Solo en lo que intentamos podemos verificar nuestras aptitudes y limitaciones y, a partir de los resultados, establecer estrategias para el desarrollo físico-mental. Al no darnos ocasión para probar nuestras facultades, restringimos las experiencias vitales y, por tanto, reducimos nuestro aprendizaje como seres para el constante perfeccionamiento. La resignación disuelve la autoestima como individuos que merecemos obtener lo que nuestras facultades permitan; deshace el sentido de esforzarnos por lo que ansiamos, destituye el arrojo para superar obstáculos y embota la inteligencia para resolver problemas. En fin, la resignación es la parálisis de la voluntad y el espíritu.
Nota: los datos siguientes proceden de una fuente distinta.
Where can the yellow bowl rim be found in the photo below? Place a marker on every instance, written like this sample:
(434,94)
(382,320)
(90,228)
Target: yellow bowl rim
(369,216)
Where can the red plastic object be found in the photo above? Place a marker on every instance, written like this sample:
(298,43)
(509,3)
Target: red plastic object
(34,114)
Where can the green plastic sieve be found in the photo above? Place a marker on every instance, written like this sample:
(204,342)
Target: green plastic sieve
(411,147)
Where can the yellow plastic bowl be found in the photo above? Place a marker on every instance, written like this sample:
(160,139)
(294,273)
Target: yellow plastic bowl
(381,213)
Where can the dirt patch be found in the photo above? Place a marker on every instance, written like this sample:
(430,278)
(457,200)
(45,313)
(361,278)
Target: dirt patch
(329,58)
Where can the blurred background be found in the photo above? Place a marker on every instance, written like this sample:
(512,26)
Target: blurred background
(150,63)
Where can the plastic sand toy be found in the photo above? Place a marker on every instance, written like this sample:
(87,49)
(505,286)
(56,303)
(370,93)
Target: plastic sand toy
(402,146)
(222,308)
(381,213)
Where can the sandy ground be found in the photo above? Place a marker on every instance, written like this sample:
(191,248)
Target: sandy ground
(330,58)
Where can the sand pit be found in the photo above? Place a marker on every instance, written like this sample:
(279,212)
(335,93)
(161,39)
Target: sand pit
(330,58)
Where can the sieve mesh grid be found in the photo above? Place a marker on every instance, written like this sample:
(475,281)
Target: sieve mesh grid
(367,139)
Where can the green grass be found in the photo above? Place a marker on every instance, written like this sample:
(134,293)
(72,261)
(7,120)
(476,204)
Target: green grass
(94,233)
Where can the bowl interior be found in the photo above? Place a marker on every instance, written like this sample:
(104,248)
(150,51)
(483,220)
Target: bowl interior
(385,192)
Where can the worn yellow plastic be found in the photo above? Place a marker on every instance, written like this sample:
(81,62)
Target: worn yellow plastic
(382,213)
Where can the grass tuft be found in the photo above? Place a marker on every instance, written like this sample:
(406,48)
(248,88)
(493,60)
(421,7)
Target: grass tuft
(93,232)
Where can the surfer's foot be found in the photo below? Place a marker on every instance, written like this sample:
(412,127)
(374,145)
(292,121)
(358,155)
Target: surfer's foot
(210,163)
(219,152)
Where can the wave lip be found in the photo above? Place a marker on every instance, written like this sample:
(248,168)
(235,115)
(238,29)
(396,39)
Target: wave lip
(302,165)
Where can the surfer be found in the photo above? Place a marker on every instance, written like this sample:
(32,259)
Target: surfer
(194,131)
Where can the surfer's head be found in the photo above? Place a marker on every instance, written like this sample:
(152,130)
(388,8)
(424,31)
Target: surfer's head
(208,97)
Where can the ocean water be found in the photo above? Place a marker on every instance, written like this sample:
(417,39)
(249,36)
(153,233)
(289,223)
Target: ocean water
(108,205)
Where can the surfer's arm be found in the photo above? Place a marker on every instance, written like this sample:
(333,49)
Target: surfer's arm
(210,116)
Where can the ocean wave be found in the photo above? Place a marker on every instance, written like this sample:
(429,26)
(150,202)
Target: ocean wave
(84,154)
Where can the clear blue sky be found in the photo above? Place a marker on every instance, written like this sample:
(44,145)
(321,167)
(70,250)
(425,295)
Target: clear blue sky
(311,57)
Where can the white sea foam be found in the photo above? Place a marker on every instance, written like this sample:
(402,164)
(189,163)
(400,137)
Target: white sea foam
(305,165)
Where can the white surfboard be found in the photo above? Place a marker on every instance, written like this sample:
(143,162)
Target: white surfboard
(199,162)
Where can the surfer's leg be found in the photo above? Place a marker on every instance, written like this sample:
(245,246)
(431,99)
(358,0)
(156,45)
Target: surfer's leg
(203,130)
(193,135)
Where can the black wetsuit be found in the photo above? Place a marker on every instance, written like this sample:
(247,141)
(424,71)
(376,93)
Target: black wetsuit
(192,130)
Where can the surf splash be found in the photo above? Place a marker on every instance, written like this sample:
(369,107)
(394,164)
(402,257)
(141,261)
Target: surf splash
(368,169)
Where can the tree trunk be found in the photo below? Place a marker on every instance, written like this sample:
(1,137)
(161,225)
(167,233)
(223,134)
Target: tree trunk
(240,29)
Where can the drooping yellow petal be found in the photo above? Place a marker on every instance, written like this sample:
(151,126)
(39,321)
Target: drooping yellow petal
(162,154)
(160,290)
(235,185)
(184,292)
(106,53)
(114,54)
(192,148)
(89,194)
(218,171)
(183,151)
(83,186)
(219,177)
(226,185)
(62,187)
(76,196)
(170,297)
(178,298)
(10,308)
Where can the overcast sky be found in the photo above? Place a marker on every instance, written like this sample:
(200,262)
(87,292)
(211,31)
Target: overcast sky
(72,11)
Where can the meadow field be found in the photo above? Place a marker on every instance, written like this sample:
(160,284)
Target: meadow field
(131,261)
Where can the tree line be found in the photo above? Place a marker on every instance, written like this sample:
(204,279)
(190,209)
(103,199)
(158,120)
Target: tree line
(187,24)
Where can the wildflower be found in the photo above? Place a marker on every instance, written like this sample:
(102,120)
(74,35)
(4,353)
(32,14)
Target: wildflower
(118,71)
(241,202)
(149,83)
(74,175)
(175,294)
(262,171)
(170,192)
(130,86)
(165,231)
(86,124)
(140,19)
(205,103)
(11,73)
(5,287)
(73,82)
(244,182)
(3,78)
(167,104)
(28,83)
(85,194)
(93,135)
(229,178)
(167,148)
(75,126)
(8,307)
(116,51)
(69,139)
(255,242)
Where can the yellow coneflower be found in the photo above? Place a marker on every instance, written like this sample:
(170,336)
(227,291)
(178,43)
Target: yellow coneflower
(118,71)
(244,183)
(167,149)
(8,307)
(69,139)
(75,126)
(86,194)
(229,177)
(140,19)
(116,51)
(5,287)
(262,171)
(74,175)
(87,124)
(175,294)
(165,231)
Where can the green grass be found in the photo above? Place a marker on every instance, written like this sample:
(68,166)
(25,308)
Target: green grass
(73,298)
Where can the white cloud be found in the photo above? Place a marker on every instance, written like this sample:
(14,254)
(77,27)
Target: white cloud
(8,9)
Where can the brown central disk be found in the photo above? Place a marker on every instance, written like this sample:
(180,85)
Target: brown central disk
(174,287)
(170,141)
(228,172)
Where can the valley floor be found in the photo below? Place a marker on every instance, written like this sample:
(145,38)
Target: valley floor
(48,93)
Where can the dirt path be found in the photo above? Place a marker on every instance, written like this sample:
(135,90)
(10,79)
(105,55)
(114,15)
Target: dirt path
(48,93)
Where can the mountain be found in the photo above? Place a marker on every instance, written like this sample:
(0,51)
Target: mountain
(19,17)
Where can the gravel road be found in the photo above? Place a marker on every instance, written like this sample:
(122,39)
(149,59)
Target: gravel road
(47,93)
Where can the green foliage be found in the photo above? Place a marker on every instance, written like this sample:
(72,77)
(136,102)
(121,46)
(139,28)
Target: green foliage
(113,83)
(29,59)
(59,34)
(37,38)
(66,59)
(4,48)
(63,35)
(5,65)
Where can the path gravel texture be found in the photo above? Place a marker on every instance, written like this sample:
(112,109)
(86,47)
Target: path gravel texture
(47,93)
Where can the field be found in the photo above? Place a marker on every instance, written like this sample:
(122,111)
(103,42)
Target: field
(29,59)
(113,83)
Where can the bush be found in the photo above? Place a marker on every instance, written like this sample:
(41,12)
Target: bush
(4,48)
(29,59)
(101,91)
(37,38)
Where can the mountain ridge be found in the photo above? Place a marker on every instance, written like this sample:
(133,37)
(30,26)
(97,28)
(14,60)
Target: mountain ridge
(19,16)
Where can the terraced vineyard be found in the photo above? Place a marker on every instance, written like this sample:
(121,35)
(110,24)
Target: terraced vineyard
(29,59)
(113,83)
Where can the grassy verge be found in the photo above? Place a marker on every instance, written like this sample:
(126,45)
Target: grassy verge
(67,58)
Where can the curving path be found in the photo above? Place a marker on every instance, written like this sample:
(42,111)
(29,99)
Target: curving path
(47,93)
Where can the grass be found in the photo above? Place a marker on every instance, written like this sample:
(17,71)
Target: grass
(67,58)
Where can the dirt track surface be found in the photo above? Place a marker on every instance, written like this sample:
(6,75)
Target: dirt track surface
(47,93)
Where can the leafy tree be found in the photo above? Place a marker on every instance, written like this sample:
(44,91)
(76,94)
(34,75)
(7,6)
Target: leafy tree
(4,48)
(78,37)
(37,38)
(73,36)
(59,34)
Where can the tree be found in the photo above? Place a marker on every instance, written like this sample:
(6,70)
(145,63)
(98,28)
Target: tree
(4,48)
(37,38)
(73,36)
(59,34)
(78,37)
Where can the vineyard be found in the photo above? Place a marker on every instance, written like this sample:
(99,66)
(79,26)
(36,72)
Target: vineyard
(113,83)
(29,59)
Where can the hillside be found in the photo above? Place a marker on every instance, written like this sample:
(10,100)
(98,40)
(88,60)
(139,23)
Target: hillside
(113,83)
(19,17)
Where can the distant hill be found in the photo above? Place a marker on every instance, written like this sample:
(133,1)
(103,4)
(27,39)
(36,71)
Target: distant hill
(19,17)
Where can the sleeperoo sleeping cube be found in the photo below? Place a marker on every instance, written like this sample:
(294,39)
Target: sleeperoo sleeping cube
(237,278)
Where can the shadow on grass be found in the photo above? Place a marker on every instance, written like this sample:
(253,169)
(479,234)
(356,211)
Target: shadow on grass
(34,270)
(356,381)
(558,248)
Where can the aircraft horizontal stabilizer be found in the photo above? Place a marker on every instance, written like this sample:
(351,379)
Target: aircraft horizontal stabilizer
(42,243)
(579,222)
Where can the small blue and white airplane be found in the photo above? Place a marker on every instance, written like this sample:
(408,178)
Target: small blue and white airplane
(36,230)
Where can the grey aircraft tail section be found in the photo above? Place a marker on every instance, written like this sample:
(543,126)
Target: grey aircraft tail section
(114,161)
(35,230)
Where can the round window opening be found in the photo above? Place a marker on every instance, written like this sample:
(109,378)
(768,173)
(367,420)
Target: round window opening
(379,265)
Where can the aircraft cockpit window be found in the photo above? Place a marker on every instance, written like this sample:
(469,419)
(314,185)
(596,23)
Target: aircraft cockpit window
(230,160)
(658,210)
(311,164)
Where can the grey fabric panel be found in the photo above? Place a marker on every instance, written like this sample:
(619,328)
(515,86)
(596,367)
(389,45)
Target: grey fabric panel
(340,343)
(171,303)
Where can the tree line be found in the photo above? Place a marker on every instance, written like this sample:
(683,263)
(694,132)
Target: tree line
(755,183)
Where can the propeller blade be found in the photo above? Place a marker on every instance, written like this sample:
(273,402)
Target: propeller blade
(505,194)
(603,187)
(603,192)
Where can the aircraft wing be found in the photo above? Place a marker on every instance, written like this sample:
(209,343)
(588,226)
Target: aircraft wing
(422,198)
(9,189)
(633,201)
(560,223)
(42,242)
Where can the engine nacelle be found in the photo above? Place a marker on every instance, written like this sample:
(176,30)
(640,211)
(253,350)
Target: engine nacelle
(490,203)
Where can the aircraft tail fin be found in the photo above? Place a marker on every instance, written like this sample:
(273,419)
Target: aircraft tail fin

Es necesario que recuperemos el carácter activo, creador, superador, que debe identificar a todo ser humano. No nos cansemos de pelear por lo que necesitamos o ansiamos. Aunque creamos que lo que hacemos no traerá algún resultado inmediato, no es así: la persistencia, el tesón, la sagacidad, el empeño, sobre todo cuando se vuelven formas de actuación sistemáticas y masivas en las personas, siempre logran cambios favorables. No hay indolencia humana que pueda blindarse al empuje de quienes se imponen obstinada y persistentemente en realizar su propio designio vital.

Manuel García Verdecia

Poeta, narrador, traductor, editor y crítico cubano. Máster en Historia y Cultura Cubana.